While I won’t give out names or places to look as I’d rather not advocate piracy, a group that is well known for breaking Denuvo’s systems has released a cracked version of Resident Evil 7 less than a week from the game’s release, one of the fastest times for a Denuvo protected game getting cracked.
So what exactly does that mean? Well it means that Denuvo is becoming less reliable as a DRM for developers. While this might be a positive in the eyes of most gamers as Denuvo has often been viewed as anti-consumer to the point that players would boycott Denuvo protected games, it could also mean bigger problems in the future.
Despite its reputation, developers used Denuvo because it worked. During its initial release, it was one of the few DRM that successfully prevented piracy. But now that it’s starting to fall short in doing its job, developers might opt to use something even worse to continue protecting their games.
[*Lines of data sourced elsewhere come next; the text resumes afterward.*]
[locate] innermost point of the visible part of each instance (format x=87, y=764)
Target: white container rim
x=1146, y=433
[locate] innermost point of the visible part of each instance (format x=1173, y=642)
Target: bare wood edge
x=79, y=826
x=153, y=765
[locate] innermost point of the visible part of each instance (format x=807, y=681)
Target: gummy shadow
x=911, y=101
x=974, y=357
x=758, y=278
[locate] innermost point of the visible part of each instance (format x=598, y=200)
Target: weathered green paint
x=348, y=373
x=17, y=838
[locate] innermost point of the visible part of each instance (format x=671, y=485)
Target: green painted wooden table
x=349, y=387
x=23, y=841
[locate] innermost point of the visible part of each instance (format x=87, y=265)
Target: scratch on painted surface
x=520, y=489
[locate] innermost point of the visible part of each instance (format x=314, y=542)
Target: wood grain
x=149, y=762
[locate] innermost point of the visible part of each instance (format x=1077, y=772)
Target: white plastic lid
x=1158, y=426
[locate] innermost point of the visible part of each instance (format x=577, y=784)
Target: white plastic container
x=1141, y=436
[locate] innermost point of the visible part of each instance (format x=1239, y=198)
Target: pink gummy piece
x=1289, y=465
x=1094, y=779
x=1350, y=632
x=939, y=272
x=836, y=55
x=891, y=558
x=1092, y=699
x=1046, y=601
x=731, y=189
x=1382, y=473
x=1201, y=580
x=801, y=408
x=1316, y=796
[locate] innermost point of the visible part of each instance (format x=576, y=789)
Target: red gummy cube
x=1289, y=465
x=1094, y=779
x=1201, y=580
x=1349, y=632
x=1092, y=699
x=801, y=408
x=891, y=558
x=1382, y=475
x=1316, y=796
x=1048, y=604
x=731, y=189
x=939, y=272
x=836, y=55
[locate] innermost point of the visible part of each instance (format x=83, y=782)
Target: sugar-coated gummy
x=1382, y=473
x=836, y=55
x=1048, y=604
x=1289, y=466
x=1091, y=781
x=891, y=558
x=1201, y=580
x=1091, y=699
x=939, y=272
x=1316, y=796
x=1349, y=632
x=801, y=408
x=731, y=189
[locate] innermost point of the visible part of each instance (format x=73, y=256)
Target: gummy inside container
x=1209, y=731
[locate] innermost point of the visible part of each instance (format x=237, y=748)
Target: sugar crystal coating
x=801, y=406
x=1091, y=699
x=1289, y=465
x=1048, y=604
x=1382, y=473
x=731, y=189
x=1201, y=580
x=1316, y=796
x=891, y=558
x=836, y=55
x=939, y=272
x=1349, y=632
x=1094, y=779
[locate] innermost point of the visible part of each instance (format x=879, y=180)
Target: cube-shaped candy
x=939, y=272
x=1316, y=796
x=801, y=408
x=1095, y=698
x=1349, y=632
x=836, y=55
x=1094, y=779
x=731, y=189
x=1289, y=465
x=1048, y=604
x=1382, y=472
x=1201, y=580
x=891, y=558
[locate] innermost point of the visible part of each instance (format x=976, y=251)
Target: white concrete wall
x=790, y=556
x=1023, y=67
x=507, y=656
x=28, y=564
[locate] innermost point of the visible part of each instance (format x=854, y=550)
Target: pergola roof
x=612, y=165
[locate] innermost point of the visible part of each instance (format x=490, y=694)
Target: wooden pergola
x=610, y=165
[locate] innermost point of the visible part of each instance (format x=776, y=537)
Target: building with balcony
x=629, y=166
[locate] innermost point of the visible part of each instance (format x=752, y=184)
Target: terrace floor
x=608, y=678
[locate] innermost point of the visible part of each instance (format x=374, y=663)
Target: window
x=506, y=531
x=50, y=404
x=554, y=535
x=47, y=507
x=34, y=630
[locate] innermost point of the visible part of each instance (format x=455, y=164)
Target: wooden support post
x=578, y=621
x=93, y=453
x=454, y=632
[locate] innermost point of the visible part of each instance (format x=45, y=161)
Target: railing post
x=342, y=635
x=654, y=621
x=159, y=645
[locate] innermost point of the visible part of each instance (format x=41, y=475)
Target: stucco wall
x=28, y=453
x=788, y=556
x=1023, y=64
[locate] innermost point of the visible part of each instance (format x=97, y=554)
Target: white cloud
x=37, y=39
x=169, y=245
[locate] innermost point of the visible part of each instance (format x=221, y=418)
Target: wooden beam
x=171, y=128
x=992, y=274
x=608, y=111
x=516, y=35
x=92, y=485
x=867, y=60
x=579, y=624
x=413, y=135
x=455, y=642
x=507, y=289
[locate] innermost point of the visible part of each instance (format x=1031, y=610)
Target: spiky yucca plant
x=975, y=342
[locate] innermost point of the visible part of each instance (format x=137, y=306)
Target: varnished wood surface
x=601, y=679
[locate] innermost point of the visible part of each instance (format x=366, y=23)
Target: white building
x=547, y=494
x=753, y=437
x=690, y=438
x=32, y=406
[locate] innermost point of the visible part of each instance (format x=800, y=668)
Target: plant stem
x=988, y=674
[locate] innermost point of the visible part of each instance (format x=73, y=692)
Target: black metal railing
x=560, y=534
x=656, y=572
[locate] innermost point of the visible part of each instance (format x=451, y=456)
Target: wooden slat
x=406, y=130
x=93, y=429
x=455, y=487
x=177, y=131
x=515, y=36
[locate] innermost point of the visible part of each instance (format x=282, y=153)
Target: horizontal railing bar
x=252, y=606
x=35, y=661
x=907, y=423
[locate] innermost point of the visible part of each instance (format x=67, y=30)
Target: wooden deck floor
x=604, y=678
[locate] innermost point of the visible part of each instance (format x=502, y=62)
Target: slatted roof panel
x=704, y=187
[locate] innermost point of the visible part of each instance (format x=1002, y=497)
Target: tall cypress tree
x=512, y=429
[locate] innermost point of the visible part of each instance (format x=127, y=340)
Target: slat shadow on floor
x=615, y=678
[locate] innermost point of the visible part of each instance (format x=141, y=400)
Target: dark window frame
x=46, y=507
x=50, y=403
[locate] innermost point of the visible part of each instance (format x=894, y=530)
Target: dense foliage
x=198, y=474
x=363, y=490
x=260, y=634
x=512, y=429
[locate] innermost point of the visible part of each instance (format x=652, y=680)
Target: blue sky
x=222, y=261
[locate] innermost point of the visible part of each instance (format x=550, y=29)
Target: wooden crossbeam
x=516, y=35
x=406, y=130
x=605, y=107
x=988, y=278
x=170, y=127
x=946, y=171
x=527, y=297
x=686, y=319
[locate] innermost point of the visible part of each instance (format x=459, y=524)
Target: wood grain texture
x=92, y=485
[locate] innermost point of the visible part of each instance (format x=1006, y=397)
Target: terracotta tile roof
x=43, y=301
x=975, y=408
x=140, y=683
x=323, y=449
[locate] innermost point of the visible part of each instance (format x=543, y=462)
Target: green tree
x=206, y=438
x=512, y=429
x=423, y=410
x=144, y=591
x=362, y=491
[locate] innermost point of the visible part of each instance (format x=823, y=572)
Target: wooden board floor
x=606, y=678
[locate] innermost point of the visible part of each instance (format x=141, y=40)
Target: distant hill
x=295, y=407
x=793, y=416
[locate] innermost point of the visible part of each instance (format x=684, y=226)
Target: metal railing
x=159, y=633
In addition to that, already released games that use Denuvo might be affected by this. If games stop using Denuvo then, sooner or later, Denuvo will shut down. But why should we care if a DRM company goes under?
The issue here is that Denuvo worked by going online and doing regular server checks to make sure players are using legitimate copies of the game. If Denuvo’s servers ever go down, either due to technical issues or bankruptcy, then this will make those games essentially unplayable.
Developers can opt to patch out Denuvo from their games. Both Playdead and Bethesda did this to Inside and DOOM respectively a few months after both game’s initial release. However, that’s still something outside of the player’s control despite having already paid for their games.